Modes D1 and D2 are the same except for the voltage polarity. In mode D1 electrical current flows between the left intermediate electrode 282L and the left inferior electrode 280L by way of the left gluteus maximus thereby stimulating the left gluteus maximus. Similarly, electrical current flows from right intermediate electrode 282R to the right inferior electrode 280R by way of the right gluteus maximus thereby stimulating the right gluteus maximus. The excitation causes the gluteus maximus muscles to contract which makes the tissue less susceptible to deep tissue injury. Because the voltage at both intermediate electrodes is the higher voltage, there is no noteworthy current flow laterally between the left and right intermediate electrodes.

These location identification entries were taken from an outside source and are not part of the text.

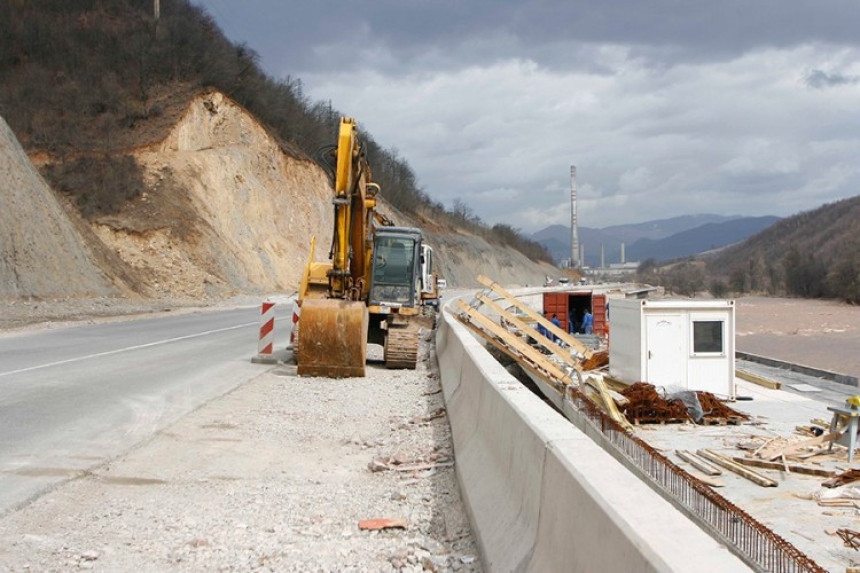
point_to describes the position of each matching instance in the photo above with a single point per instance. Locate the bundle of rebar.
(645, 403)
(715, 408)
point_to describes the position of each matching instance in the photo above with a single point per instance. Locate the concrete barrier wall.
(541, 495)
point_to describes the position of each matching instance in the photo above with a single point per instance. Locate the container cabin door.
(664, 343)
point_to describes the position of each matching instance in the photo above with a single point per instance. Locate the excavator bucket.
(332, 339)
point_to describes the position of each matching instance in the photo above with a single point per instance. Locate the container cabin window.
(707, 336)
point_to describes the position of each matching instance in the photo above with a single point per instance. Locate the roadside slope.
(42, 255)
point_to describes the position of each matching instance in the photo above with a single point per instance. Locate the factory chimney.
(575, 260)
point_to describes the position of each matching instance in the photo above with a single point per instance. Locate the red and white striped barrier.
(267, 329)
(297, 312)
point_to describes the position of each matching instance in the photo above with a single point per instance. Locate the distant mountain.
(663, 228)
(661, 239)
(705, 238)
(810, 254)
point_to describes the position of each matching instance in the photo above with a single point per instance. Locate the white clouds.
(728, 137)
(666, 109)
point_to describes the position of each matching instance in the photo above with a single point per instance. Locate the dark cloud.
(667, 107)
(819, 79)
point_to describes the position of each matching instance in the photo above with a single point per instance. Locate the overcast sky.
(669, 107)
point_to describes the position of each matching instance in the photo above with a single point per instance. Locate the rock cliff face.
(225, 210)
(42, 253)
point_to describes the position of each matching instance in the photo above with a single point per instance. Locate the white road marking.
(126, 349)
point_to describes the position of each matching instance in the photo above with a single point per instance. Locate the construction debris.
(381, 523)
(647, 406)
(850, 537)
(784, 465)
(781, 447)
(728, 464)
(698, 463)
(760, 380)
(843, 478)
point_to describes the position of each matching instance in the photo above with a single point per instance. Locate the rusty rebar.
(760, 545)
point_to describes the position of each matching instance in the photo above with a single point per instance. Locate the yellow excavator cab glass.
(392, 281)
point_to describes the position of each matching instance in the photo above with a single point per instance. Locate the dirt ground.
(818, 333)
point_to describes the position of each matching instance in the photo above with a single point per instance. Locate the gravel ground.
(276, 475)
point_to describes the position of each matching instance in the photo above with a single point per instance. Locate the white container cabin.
(684, 343)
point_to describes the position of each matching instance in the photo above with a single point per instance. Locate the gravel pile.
(277, 475)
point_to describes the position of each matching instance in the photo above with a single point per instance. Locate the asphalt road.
(72, 399)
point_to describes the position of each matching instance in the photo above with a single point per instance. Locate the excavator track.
(401, 347)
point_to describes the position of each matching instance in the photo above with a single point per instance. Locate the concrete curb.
(800, 368)
(541, 495)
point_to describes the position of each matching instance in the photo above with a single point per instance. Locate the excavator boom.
(357, 297)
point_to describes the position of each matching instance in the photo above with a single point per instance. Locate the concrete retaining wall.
(540, 494)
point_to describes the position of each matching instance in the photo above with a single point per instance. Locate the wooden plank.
(708, 480)
(615, 383)
(772, 453)
(760, 380)
(796, 468)
(531, 313)
(698, 463)
(728, 464)
(608, 402)
(511, 340)
(544, 341)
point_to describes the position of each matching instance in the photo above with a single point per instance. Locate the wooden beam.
(773, 452)
(728, 464)
(709, 481)
(698, 463)
(760, 380)
(544, 341)
(609, 402)
(564, 336)
(494, 330)
(796, 468)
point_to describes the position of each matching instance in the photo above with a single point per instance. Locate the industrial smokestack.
(575, 260)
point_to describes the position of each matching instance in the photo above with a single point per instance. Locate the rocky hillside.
(42, 252)
(223, 210)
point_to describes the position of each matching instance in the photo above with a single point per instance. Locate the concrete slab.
(787, 509)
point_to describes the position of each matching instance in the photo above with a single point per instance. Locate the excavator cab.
(369, 289)
(393, 279)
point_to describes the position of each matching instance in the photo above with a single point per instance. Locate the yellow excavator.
(370, 289)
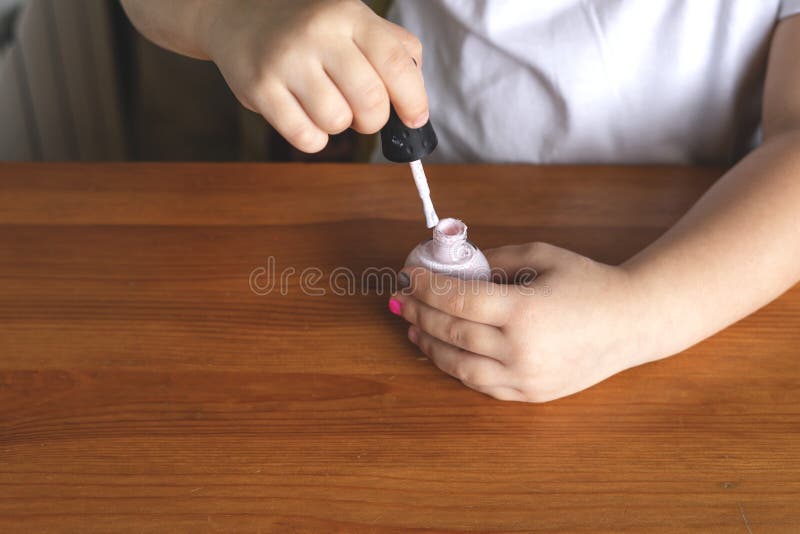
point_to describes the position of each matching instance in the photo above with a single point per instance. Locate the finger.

In mode D2 electrical current flows through the left gluteus maximus between left intermediate electrode 282L and left inferior electrode 280L thereby stimulating the left gluteus maximus. Electrical current flows through the right gluteus maximus between the right intermediate electrode 282R and the right inferior electrode 280R thereby stimulating the right gluteus maximus. In addition, the voltage difference between the left and right intermediate electrodes is expected to cause current to flow laterally between the left gluteus medius and the right gluteus medius thereby stimulating the gluteus medius muscles. The lateral current flow is expected to be relatively weak in comparison to the longitudinal current flow because the gluteus maximus muscles lie transversely between the intermediate electrodes and the gluteus medius muscles. The electrodes are therefore not optimally positioned to cause lateral current flow.

In mode E electrical current flows between the left and right superior electrodes thereby stimulating the left and right gluteus medius muscles.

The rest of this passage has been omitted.